There have been countless studies by those favoring both sides showing the advantages of either disposables or reusables. Both sides have issued reports on sustainability and cost advantages, and both also claim to meet the latest EU standards, including EU EN13795. However, the true test tends to be the buying decision of the end user.
This trend favoring disposables is expected to continue, especially in emerging markets where South American and Asian nonwovens used in gowns and drapes will grow at 6.6% and 7.0% annual growth rates through to 2018.
Increasing responsibility of hospitals and institutions for hospital-acquired infections
Recent government action, especially in North America and Western Europe, has shifted the responsibility for hospital-acquired infections (HAIs) and healthcare-associated infections (HCAIs) back to the healthcare provider. Institutions are now looking at preventative measures, and nonwovens are often involved as a solution.
Underpads based on nonwovens have higher absorbency, retention and improve patient skin dryness. Though more costly per unit, the longer duration of use and reduced labor costs, coupled with a consequent lower instance of HAIs, caused the usage of nonwovens to increase rapidly. Nonwoven-based disposable patient isolation drapes, gowns and linens also appear to reduce the rate of HAIs.
Increasing emphasis on cost control for healthcare
In healthcare, the current 'fee for service' model is being challenged by a 'fee for performance' model. While fee for service sets payment based on the quantity of services, fee for performance bases payment on results.

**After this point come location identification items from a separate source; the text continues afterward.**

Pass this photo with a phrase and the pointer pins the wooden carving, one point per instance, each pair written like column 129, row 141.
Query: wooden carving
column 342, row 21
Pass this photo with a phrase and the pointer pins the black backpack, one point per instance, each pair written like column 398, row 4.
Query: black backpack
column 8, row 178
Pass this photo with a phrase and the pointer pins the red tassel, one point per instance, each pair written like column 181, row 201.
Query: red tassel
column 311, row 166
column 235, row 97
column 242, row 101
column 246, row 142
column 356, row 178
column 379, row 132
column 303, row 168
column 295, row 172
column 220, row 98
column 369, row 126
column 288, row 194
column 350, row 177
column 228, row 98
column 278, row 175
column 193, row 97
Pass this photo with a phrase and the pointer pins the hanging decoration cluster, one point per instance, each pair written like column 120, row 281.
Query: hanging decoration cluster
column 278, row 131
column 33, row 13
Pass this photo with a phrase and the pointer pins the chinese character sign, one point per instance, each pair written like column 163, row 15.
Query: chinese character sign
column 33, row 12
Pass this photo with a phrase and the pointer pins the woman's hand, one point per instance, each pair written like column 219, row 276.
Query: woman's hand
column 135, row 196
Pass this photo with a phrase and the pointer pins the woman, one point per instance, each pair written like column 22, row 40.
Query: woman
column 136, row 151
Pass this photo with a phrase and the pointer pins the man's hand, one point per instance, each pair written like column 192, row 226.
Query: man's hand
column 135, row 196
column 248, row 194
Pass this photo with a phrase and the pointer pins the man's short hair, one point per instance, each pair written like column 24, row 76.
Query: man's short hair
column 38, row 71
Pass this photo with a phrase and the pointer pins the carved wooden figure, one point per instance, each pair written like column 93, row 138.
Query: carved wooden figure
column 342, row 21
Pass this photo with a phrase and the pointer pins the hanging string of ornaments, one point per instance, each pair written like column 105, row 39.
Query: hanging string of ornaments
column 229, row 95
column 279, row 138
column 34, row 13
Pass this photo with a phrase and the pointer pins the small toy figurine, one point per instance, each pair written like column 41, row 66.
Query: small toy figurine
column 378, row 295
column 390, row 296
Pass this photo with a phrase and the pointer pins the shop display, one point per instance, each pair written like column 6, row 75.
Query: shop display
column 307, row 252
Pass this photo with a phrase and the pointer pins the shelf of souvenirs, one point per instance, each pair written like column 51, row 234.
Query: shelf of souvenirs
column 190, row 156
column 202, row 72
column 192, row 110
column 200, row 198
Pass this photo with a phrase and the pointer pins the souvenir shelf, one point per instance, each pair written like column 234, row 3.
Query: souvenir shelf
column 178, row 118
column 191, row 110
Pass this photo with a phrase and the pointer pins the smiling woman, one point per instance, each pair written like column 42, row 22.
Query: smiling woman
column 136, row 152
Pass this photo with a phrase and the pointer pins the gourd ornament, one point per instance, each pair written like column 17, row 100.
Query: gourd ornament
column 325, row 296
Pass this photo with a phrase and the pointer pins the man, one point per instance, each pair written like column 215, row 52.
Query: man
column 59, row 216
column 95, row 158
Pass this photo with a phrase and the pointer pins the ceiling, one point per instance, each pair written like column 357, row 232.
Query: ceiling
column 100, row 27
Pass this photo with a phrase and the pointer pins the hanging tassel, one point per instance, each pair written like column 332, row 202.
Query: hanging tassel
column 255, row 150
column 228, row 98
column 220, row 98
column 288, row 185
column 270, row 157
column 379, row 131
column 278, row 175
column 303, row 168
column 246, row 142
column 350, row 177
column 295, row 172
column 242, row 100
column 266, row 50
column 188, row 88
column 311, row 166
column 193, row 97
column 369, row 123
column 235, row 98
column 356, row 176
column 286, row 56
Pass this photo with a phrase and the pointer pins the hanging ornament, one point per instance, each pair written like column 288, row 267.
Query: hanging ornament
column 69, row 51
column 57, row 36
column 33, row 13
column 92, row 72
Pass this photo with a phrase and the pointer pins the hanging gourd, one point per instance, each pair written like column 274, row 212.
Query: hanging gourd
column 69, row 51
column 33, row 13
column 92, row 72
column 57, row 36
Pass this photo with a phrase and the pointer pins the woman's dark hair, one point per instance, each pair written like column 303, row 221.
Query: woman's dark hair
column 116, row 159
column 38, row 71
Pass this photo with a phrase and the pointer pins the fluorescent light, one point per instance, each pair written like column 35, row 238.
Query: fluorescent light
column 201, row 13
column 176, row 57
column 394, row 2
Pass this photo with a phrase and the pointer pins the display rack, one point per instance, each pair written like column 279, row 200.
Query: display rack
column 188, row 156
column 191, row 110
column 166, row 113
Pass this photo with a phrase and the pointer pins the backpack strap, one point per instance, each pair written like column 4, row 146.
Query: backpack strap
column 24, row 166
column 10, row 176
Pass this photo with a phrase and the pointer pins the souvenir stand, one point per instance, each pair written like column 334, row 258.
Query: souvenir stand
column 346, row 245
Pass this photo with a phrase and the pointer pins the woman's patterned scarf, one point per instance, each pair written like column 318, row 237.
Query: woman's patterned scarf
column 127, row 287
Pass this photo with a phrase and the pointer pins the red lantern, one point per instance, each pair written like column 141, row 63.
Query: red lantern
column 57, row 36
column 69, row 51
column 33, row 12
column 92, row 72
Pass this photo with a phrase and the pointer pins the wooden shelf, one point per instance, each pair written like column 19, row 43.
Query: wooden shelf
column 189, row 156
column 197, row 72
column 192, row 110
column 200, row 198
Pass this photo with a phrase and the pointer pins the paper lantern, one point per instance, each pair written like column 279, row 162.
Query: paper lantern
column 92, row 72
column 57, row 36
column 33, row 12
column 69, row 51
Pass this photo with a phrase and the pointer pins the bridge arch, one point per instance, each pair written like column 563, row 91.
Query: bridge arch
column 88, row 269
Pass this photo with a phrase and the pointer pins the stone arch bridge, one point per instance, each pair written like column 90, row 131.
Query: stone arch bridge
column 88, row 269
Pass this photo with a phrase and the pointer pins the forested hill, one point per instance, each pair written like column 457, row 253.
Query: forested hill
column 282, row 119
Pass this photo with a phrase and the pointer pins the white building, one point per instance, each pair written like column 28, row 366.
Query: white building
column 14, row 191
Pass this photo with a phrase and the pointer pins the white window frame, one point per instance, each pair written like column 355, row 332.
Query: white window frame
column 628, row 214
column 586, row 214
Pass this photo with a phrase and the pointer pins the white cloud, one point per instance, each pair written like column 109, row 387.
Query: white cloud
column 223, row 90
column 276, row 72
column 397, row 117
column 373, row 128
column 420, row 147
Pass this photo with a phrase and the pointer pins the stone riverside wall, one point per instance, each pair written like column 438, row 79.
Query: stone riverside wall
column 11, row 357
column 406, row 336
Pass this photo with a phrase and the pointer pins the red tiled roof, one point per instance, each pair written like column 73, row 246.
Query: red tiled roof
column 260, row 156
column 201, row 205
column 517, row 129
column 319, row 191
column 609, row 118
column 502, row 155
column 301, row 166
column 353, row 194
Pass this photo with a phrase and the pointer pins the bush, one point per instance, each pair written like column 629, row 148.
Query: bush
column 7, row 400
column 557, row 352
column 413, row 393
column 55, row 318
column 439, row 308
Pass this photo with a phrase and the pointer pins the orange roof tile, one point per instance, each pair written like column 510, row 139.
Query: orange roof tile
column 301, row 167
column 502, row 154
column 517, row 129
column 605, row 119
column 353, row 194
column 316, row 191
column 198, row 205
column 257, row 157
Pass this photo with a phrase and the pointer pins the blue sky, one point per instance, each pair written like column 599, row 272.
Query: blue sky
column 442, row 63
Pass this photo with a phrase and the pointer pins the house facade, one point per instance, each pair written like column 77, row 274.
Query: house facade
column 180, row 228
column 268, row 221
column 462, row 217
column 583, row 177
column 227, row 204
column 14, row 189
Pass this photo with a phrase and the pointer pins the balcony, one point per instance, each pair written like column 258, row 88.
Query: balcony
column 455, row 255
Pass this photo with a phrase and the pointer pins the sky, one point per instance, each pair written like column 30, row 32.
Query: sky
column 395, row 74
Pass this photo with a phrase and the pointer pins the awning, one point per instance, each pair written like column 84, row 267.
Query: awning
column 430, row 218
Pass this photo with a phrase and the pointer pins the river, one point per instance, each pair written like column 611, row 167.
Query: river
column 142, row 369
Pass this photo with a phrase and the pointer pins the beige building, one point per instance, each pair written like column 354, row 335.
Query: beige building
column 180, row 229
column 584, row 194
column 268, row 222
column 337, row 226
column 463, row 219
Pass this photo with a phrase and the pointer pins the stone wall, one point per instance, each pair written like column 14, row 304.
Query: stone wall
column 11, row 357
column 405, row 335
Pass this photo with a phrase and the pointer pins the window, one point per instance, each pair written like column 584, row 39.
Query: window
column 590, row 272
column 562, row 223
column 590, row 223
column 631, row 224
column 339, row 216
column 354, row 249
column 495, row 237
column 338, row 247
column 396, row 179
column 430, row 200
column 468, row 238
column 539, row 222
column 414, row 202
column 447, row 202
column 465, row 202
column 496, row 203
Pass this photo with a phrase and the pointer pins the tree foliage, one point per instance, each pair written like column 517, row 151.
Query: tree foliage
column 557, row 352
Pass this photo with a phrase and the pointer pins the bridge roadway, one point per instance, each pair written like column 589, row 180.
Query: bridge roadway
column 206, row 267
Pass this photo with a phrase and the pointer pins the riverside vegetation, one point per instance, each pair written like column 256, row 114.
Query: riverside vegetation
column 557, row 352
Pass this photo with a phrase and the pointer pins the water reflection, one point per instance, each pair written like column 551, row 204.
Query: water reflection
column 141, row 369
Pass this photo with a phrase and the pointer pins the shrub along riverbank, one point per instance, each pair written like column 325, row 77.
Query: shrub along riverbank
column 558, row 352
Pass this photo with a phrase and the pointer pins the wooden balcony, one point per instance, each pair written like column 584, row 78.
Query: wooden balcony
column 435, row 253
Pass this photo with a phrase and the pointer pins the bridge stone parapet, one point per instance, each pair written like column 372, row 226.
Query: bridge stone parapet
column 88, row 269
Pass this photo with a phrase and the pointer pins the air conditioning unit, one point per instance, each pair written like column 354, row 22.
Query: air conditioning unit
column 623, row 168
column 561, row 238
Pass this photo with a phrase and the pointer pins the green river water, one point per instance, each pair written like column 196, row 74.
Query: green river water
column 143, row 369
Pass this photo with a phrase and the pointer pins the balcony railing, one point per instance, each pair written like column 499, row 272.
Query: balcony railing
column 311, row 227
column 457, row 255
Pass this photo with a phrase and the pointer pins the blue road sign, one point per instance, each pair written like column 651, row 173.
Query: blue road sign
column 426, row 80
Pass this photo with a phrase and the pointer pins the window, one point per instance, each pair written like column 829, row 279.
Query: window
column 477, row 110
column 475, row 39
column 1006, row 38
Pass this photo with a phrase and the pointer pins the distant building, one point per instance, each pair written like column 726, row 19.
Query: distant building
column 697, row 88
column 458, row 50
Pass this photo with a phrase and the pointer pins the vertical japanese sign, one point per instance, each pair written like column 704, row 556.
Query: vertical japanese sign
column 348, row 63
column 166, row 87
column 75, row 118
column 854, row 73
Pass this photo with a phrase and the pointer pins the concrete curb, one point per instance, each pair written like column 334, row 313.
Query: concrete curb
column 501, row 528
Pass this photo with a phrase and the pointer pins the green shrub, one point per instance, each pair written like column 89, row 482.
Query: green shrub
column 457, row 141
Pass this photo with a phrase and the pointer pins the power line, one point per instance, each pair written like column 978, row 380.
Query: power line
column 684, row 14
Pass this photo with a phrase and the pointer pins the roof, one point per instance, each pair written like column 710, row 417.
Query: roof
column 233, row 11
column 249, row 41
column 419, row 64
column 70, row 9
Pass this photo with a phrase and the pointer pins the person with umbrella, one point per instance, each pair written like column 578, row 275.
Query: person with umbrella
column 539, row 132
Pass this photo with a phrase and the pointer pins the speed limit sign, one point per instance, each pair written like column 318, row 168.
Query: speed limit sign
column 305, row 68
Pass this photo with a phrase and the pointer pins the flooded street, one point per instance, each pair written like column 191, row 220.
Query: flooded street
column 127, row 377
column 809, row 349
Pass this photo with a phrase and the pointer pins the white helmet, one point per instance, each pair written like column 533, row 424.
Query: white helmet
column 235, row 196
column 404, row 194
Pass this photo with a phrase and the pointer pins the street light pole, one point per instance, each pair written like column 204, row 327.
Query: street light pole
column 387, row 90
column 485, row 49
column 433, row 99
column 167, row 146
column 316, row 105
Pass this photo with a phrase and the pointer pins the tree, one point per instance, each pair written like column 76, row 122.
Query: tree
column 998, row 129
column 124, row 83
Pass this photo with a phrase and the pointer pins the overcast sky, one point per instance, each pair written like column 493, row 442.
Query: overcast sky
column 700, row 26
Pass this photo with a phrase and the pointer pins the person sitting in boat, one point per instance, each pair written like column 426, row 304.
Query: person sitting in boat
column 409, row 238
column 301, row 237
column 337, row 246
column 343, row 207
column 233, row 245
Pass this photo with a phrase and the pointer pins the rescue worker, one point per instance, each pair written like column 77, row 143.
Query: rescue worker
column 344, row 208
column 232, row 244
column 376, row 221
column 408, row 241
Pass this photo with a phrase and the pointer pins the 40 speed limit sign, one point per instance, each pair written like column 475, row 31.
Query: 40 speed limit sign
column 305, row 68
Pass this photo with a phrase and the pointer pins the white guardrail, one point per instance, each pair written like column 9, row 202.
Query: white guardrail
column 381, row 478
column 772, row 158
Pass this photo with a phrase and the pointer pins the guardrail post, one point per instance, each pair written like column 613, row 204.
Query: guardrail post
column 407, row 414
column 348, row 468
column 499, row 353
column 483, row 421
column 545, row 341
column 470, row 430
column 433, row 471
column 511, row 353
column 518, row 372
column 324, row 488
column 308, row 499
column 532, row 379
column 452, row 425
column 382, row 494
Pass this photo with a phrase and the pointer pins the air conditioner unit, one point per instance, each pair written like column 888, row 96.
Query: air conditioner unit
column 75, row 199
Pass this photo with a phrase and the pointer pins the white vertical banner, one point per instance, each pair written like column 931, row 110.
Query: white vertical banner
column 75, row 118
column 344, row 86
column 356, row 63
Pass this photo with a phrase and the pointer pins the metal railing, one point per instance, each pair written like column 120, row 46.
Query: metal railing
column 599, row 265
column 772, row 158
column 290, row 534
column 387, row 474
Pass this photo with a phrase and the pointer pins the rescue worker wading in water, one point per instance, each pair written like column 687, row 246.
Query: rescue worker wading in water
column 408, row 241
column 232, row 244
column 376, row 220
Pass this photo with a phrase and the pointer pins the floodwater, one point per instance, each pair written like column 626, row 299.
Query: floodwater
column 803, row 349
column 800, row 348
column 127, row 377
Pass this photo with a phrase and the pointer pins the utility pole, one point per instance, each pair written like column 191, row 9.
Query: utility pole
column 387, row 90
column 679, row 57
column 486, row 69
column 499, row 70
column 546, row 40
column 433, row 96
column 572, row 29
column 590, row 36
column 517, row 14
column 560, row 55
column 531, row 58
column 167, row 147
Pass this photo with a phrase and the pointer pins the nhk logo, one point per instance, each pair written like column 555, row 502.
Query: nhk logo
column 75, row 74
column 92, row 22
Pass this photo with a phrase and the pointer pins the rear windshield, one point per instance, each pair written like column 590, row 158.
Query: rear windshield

Under this model, higher performing and higher cost materials which provide desired results quicker are more profitable. The apparently conflicting goals of improved performance and reduced cost for medical fabrics can only be met through the use of better materials.
Replacing woven cotton textiles with lighter weight, higher performance spunlaid nonwovens or replacing fluff pulp wadding with lighter weight, higher absorbency airlaid nonwovens and even cotton swabs and pads with lighter weight nonwoven swabs and pads can all help improve performance and cost. Medical products producers are now recognizing the changing payment model paradigm, and are moving toward higher performance products today.
Increasing availability of modern healthcare to emerging market regions
Nonwovens are an important part of the healthcare system, reducing labor costs and improving performance versus older, textile- or paper-based products. In regions where there is little or no modern healthcare, the availability of, and procedures for, the use of nonwovens are limited.
Today, modern healthcare is reaching more and more of the global population. As large developing regions begin to receive modern healthcare, the need for efficient nonwoven-based medical products increases. This offers both the opportunity to serve new end users by replacing older products as well as adding larger numbers of potential customers.